In [39]:
import json
from tqdm import tqdm
import torch.nn as nn
from torch.optim import Adam
import nltk
import spacy
import string
import evaluate  # Bleu
from torch.utils.data import Dataset, DataLoader, RandomSampler
import pandas as pd
import numpy as np
import transformers
from sklearn.model_selection import train_test_split
import matplotlib.pyplot as plt
from transformers import T5Tokenizer, T5Model, T5ForConditionalGeneration, T5TokenizerFast

import warnings
warnings.filterwarnings("ignore")

In [40]:

TOKENIZER = T5TokenizerFast.from_pretrained("t5-base")
MODEL = T5ForConditionalGeneration.from_pretrained("t5-base", return_dict=True)
OPTIMIZER = Adam(MODEL.parameters(), lr=0.00001)
Q_LEN = 256   # Question Length
T_LEN = 32    # Target Length
BATCH_SIZE = 4
DEVICE = "cuda:0"

In [26]:
from datasets import load_dataset
data=load_dataset('GEM/squad_v2')

In [7]:
data

DatasetDict({
    train: Dataset({
        features: ['gem_id', 'id', 'title', 'context', 'question', 'target', 'references', 'answers'],
        num_rows: 116397
    })
    validation: Dataset({
        features: ['gem_id', 'id', 'title', 'context', 'question', 'target', 'references', 'answers'],
        num_rows: 11873
    })
    test: Dataset({
        features: ['gem_id', 'id', 'title', 'context', 'question', 'target', 'references', 'answers'],
        num_rows: 13922
    })
})

In [5]:
# Extracting context, question, and answers from the dataset

def prepare_data(data):
    articles = []

    for article in data["data"]:
        for paragraph in article["paragraphs"]:
            for qa in paragraph["qas"]:
                question = qa["question"]

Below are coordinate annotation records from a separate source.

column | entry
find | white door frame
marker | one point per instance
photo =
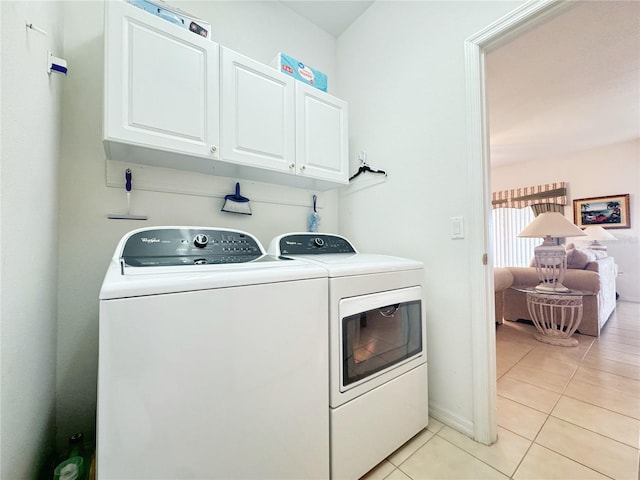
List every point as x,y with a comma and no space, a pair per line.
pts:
483,346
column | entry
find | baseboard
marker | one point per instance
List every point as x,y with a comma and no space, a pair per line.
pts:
628,299
451,419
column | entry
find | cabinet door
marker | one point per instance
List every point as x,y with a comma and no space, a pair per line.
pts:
257,114
321,135
161,84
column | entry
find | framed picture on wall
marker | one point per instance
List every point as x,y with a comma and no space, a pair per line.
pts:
606,212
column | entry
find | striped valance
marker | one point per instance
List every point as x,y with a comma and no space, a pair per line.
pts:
527,196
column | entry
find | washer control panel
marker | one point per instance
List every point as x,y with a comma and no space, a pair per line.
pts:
313,243
189,246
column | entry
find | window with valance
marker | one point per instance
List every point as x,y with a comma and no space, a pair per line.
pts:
550,193
510,216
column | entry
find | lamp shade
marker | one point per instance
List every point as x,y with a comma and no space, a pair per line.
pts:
551,224
596,232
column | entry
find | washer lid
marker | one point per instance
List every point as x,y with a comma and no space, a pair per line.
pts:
181,246
162,260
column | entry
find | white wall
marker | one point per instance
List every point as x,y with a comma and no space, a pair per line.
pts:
30,151
87,239
401,67
610,170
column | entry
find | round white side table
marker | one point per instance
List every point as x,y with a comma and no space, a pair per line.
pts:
556,315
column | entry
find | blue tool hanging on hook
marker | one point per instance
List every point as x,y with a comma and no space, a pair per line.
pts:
314,218
127,186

                if not qa["is_impossible"]:
                  answer = qa["answers"][0]["text"]

                inputs = {"context": paragraph["context"], "question": question, "answer": answer}


                articles.append(inputs)

    return articles

In [11]:
data['train']['answers'][0]

{'text': ['the Republic of Guinea-Bissau'], 'answer_start': [59]}

In [12]:
data['train']

Dataset({
    features: ['gem_id', 'id', 'title', 'context', 'question', 'target', 'references', 'answers'],
    num_rows: 116397
})

In [33]:
def prepare_data1(data):
    articles = []
    data=data[:20000]
    for x in range(len(data)):


      articles.append({
          'context':data['context'][x],
          'question':data['question'][x],
          'answer':data['answers'][x]['text'][0]
      })

    return articles

In [34]:
data1 = prepare_data1(data['train'])

# Create a Dataframe
data1 = pd.DataFrame(data1)

In [41]:
data1.head()

Unnamed: 0,context,question,answer
0,"Guinea-Bissau (i/ˈɡɪni bɪˈsaʊ/, GI-nee-bi-SOW)...",What is the official name for Guinea-Bissau?,the Republic of Guinea-Bissau
1,"Guinea-Bissau (i/ˈɡɪni bɪˈsaʊ/, GI-nee-bi-SOW)...",Where is Guinea-Bissau located?,West Africa
2,"Guinea-Bissau (i/ˈɡɪni bɪˈsaʊ/, GI-nee-bi-SOW)...",How many square miles is Guinea-Bissau?,"13,948 sq mi"
3,"Guinea-Bissau (i/ˈɡɪni bɪˈsaʊ/, GI-nee-bi-SOW)...",What is the estimated population of Guinea-Bis...,1704000
4,"Guinea-Bissau (i/ˈɡɪni bɪˈsaʊ/, GI-nee-bi-SOW)...",How many kilometers does Guinea-Bissau cover?,36125


In [42]:
data=data1

In [43]:
import torch
class QA_Dataset(Dataset):
    def __init__(self, tokenizer, dataframe, q_len, t_len):
        self.tokenizer = tokenizer
        self.q_len = q_len
        self.t_len = t_len
        self.data = dataframe
        self.questions = self.data["question"]
        self.context = self.data["context"]
        self.answer = self.data['answer']

    def __len__(self):
        return len(self.questions)

    def __getitem__(self, idx):
        question = self.questions[idx]
        context = self.context[idx]
        answer = self.answer[idx]

        question_tokenized = self.tokenizer(question, context, max_length=self.q_len, padding="max_length",
                                                    truncation=True, pad_to_max_length=True, add_special_tokens=True)
        answer_tokenized = self.tokenizer(answer, max_length=self.t_len, padding="max_length",
                                          truncation=True, pad_to_max_length=True, add_special_tokens=True)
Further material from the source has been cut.